For a long time, Western societies have been entirely disconnected from their sources of energy. Electricity comes to us in seemingly magical ways, without us truly understanding the material and technological infrastructures that support energy, let alone the tangible consequences. This disconnection contributes to an ongoing assumption that we should have access to electricity at all times, without interruption, which is simply not sustainable.

With solar energy, we have the opportunity to gain a new understanding of energy. Because we can see and feel it, it offers us the ability to tune our energy use towards its availability or lack there-of. Therefore, this project investigates what this new relation can mean for solar design.

DESIGN EXPLORATIONS

As design researchers we have been investigating what it means to gain a more direct and visceral relationship to the sun with regards to energy use. I began this investigation by powering my smartphone with a portable solar panel for 12 months (still ongoing), forcing myself to become dependent on the flows of the sun. Together with Monserrat, this led to further experiments involving house plants, and constructing "solar ears" (based on the solar sound module by Ralf Schreiber) to hear the variances in solar energy throughout the days and months.

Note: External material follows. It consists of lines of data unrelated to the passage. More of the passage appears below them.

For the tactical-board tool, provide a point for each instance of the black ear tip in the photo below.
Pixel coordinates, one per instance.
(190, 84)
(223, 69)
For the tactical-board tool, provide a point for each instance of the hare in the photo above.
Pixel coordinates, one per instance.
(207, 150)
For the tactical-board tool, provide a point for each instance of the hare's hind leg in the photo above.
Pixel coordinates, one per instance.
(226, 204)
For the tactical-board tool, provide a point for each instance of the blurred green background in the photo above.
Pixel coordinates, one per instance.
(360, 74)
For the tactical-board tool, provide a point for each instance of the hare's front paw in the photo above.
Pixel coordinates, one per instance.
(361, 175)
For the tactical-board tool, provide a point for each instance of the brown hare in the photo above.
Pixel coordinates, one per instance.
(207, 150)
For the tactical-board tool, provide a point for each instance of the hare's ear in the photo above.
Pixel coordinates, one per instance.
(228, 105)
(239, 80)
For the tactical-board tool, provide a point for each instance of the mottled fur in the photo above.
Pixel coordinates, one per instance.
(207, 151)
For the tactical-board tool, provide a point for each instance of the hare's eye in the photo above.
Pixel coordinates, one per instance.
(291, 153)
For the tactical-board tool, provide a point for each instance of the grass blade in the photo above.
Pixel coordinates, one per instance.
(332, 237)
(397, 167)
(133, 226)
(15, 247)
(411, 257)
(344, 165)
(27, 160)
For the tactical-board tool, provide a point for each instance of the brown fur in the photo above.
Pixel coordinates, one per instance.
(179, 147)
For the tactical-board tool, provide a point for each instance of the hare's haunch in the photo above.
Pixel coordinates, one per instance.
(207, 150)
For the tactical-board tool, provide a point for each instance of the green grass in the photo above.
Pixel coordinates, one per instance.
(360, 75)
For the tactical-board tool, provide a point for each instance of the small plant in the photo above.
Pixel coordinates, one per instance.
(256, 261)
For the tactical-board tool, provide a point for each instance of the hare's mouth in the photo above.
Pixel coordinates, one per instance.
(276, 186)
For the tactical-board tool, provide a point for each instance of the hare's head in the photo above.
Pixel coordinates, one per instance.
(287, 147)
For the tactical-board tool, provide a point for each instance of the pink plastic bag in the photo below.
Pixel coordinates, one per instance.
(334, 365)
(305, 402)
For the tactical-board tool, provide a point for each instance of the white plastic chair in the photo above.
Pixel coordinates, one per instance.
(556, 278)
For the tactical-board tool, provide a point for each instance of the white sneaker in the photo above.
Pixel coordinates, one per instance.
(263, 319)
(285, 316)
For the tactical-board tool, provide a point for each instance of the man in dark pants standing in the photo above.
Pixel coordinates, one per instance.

What we have discovered so far is that relating to solar energy in more embodied ways can lead to a more informed and a more balanced relationship with the energy we use. That is, when we insert ourselves directly into the system of collecting energy and using it, it can lead to deeper understandings of our energy systems and lead us to act more “reasonably” within that system.

We have since shared these experiences with the solar design community through workshops and presentations (e.g. the Solar Biennale 2022, the Warming Up festival 2022) with many enthusiastic responses to our approach. We will continue to build on these explorations and learn what they can mean for solar design.